The PIO robot, which resembles a parrot, aims to stimulate attachment and emotions in early dementia patients. It has a camera that recognises its user’s face and facial expressions and is able to express emotions through its LED eyes and body movements. 

In its development, Myongji will contribute its experience and clinical data of dementia patients accumulated from the Baekse-chongmyung School, which runs the hospital’s community-based dementia management programme. The hospital will also craft cognitive intervention content.

WHY IT MATTERS

According to a press statement, PIO can help relieve depression and improve users’ emotional stability and cognitive ability. An initial trial of the technology early this year found that it helped improve the emotional condition and mental ability of patients at the Baekse-chongmyung School. It also received high satisfaction from users. 

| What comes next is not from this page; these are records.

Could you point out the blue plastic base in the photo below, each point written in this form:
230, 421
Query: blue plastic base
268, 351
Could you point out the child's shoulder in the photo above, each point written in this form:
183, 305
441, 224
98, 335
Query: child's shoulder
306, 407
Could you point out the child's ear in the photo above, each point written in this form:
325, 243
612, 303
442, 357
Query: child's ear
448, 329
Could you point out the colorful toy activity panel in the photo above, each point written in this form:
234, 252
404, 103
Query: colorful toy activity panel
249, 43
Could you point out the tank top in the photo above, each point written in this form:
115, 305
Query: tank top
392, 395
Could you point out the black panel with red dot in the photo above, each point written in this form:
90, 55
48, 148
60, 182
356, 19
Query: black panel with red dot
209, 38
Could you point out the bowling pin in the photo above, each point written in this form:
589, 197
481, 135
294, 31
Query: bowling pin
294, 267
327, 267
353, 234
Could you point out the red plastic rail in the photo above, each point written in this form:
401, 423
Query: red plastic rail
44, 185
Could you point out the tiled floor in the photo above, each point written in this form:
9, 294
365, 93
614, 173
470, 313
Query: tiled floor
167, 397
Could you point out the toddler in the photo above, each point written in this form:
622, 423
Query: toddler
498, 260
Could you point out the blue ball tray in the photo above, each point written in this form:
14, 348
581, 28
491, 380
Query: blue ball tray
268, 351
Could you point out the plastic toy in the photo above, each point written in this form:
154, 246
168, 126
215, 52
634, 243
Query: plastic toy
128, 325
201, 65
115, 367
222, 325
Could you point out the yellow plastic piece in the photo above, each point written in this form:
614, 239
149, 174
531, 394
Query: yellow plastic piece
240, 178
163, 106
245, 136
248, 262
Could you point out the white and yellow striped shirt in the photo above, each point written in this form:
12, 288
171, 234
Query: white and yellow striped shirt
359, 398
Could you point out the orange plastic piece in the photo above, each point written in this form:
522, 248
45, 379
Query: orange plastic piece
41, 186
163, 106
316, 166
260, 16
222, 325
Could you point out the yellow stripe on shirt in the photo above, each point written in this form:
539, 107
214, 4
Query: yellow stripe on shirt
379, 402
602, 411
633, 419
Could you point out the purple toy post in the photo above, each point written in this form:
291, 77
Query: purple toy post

PIO is also expected to reduce the workload for nursing personnel by interacting with patients while supporting the management of their condition. 

THE LARGER TREND

Local governments in South Korea have provided companion robots to single persons and those who are living with mental health issues to support their well-being. The government of Chungnam Province, for one, is currently trying out AI-based care robots, which have been deployed to help communicate with single residents and people living with mental health issues as part of its suicide prevention efforts. The Gwanak district in Seoul followed suit by deploying the AI robot called Channy to serve as a personal companion for single adults in their community.

ON THE RECORD

South Korea’s senior population is fast growing, making up about 16% of the total population or 8.53 million last year. According to Statistics Korea, this rising trend could continue, possibly reaching around 13 million in 2030 and 17 million in 2040. By 2050, people aged 65 and older will potentially account for over 40% of the entire population. 

“As the number of dementia patients is expected to increase due to the rapid ageing of the population, proper and effective treatment and management of dementia is urgently needed,” said Myongji Hospital Director Kim Jin-gu. 

He added that the Myongji Hospital will continue to develop technology and produce content for dementia-friendly AI care robots with its know-how and expertise acquired from operating the Baekse-chongmyung School.